The input files must allow seeking. tardiffmerge tries to reorder the diff
file arguments so they can be meaningfully combined, unless the -f option
is specified, which forces tardiffmerge to adhere to the order used on the
command line. In this case tardiffmerge will still detect incorrect ordering
of files. This option is mainly useful to speed up the operation.
tardiffinfo <file1> .. <fileN>
Reads all the files passed on the command line, and for each diff file,
prints the checksum of the input and output file. For each data file (i.e.
all files that are not diff files) its checksum is printed.
For files that cannot be read, and for diff files that cannot be applied
directly or indirectly to any of the data files, an error is printed to the
standard output stream, and the tool will exit with a non-zero status code.
Alternatively, these tools can be called by passing an option to tardiff:
tardiff -p or tardiff --patch is equivalent to tarpatch
tardiff -m or tardiff --merge is equivalent to tardiffmerge
tardiff -i or tardiff --info is equivalent to tardiffinfo
An optional argument of "--" can be passed to tardiff to separate options from
filenames, e.g.:
tardiff -i -- -filename-starting-with-a-hypen-
CONSISTENCY
tardiff stores an MD5 checksum of the output file in the diff file, which is
verified by tarpatch when recreating the output file. To verify that your base
and difference files are intact, simply run:
tarpatch file1.tar diff /dev/null
If no errors are reported, the output file could be reconstructed correctly.
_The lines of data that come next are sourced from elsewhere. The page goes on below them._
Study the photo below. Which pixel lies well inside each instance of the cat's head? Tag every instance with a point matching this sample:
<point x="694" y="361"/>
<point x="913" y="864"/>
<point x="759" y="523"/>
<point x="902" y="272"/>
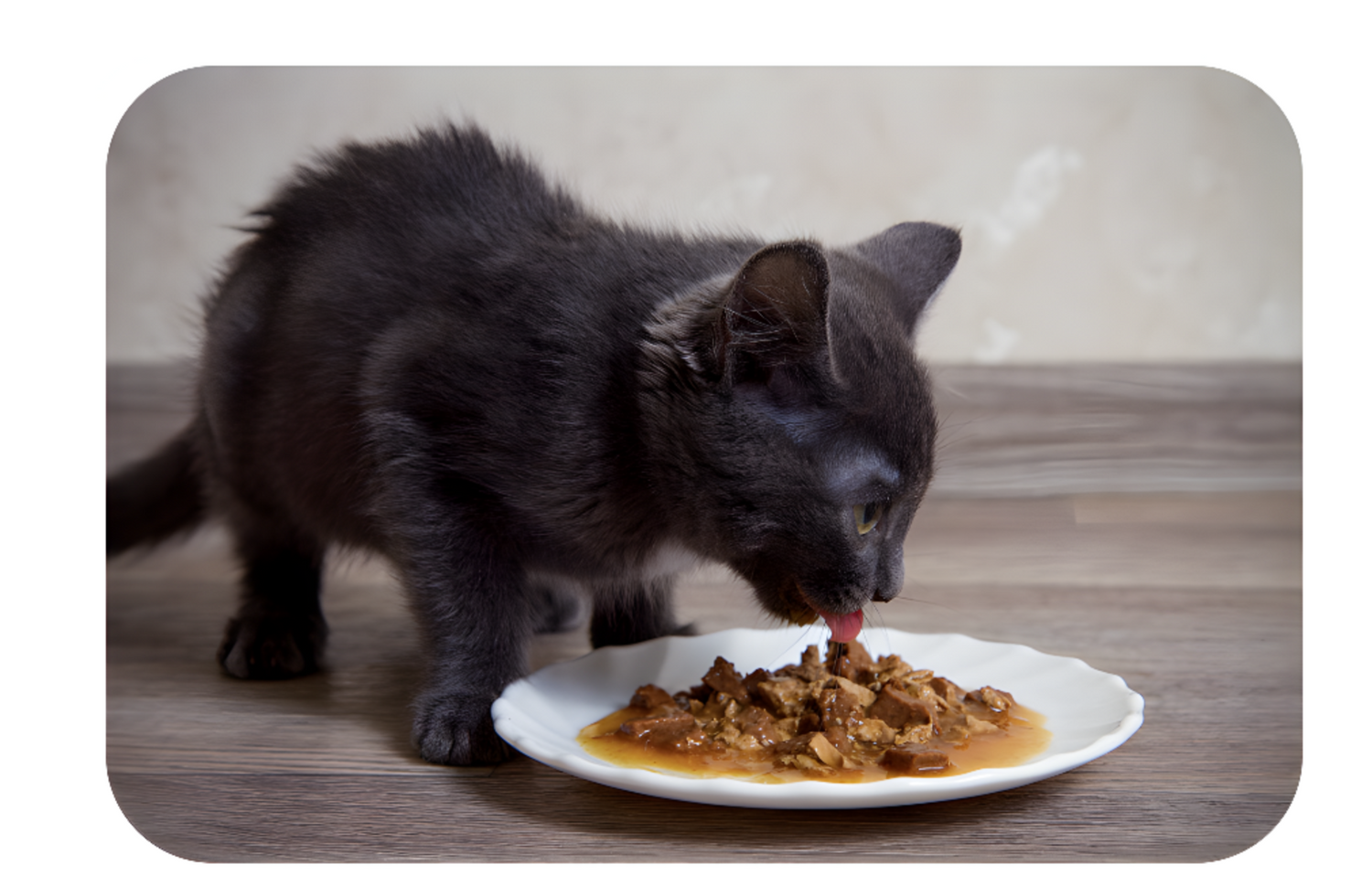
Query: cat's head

As a precaution, tardiff and tarpatch will refuse to overwrite existing files,
but you can override this behaviour using I/O redirection:
tardiff file1.tar file2.tar - > tardiff
tarpatch file1.tar diff - > file2.tar
COMPRESSION
Input files may be compressed with gzip and are decompressed transparently.
Output files are always uncompressed, but can be compressed on the fly, e.g.:
# Create a gzipped diff file
tardiff file1.tar.gz file2.tar.gz - | gzip > tardiff.gz
# Reconstruct gzipped tar file
tarpatch file1.tar.gz tardiff.gz - | gzip > file2.tar.gz
# WARNING: using a gzipped input file is slow!
Note that in this case, the recreated compressed file may not be bitwise
identical to the original compressed file. Beware of unintentionally
overwriting existing files using I/O redirection!
BUGS/LIMITATIONS
tardiff uses MD5 checksums to identify common blocks in file 1 and file 2, so if
the files contain any MD5 collisions (different blocks that hash to the same MD5
output) then the generated patch file will be incorrect. This is unlikely to
occur by accident, but can be done on purpose since hash collisions for MD5 are
known.
Due to limitations of the differences file format, input files must consist of
512 blocks and be strictly less than 2 terabytes in size.